Let us define numRow to be the number of rows in the 2D boolean matrix, and numCol to be the number of columns in the 2D boolean matrix.

The BITs should have size of at least MAX_QUERY + 1, since it is used to count the number of changes to the rows and columns, which can be as many as the number of queries.

Initialization:

version = 1
# Map should return <0, 0> for rows or cols not yet
# directly updated by query
m_row = m_col = empty map
f_row[0] = f_row[1] = f_col[0] = f_col[1] = empty BIT

Update algorithm:

update(isRow, value, idx):
    if (isRow):
        # Since setting a row/column to a new value will reset
        # everything done to it, we need to erase earlier
        # modification to it.
        # For example, turn on/off on a row a few times, then
        # query some column
        <prevValue, prevVersion> = m_row.get(idx)
        if ( prevVersion > 0 ):
            f_row[prevValue].adjust( prevVersion, -1 )
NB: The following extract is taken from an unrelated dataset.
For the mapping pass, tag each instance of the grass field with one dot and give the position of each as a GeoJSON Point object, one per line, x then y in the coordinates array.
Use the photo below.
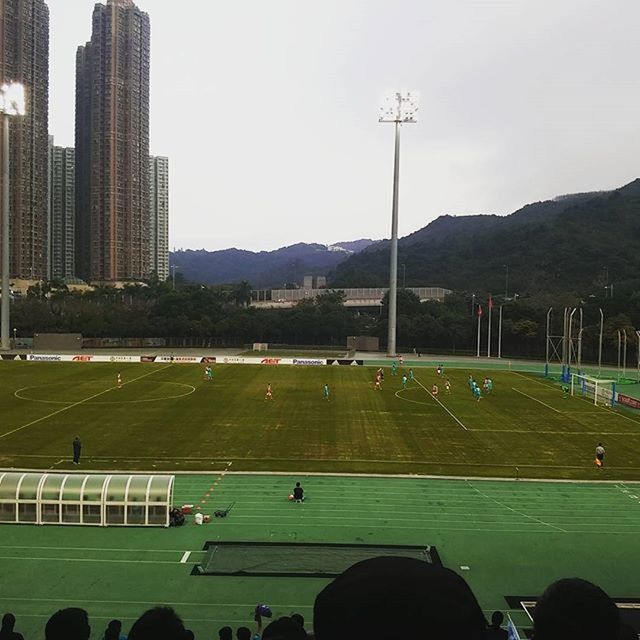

        m_row.map( idx, <value, version> )
        f_row[value].adjust( version, 1 )
    else:
        <prevValue, prevVersion> = m_col.get(idx)
        if ( prevVersion > 0 ):
            f_col[prevValue].adjust( prevVersion, -1 )
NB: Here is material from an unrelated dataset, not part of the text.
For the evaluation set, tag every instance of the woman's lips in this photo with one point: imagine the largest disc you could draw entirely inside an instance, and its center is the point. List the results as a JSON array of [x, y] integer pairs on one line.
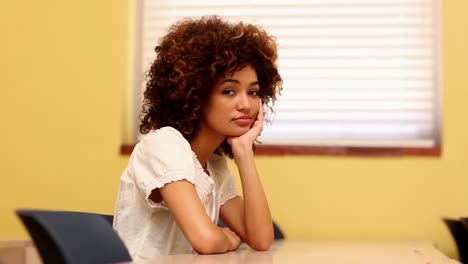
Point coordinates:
[[243, 120]]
        m_col.map( idx, <value, version> )
        f_col[value].adjust( version, 1 )

    version = version + 1

Count algorithm:

count(isRow, idx):
    if (isRow):
        # If this is row, we want to find number of reverse modifications
        # done by updating the columns
        <value, row_version> = m_row.get(idx)
        count = f_col[1 - value].rsq(row_version + 1, version)
    else:
        # If this is column, we want to find number of reverse modifications
        # done by updating the rows
        <value, col_version> = m_col.get(idx)
        count = f_row[1 - value].rsq(col_version + 1, version)

    if (isRow):
       if (value == 1):
           return numRow - count
       else:
           return count
    else:
       if (value == 1):
           return numCol - count
       else:
           return count

The complexity is logarithmic in worst case for both update and count.



回答2:

Take version just to mean a value that gets auto-incremented for each update.
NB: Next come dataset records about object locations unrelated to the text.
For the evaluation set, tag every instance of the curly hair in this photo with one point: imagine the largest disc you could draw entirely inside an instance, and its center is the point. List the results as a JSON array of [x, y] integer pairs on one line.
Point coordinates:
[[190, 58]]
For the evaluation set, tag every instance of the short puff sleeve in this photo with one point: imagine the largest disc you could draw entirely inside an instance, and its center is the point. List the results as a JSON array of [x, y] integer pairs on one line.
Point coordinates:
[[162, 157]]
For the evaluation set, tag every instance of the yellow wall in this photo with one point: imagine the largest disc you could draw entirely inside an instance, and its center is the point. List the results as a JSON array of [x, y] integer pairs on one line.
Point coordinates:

Store the last version and last update value at each row and column.

Store a list of (versions and counts of zeros and counts of ones) for the rows. The same for the columns. So that's only 2 lists for the entire grid.

When a row is updated, we set its version to the current version and insert into the list for rows the version and if (oldRowValue == 0) zeroCount = oldZeroCount else zeroCount = oldZeroCount + 1 (so it's not the number of zero's, rather the number of times a value was updated with a zero). Same for oneCount. Same for columns.

If you do a print for a row, we get the row's version and last value, we do a binary search for that version in the column list (first value greater than). Then:

if (rowValue == 1)
  target = n*rowValue
           - (latestColZeroCount - colZeroCount)
           + (latestColOneCount - colOneCount)
else
  target = (latestColOneCount - colOneCount)

Not too sure whether the above will work.

That's O(1) for update, O(log k) for print, where k is the number of updates.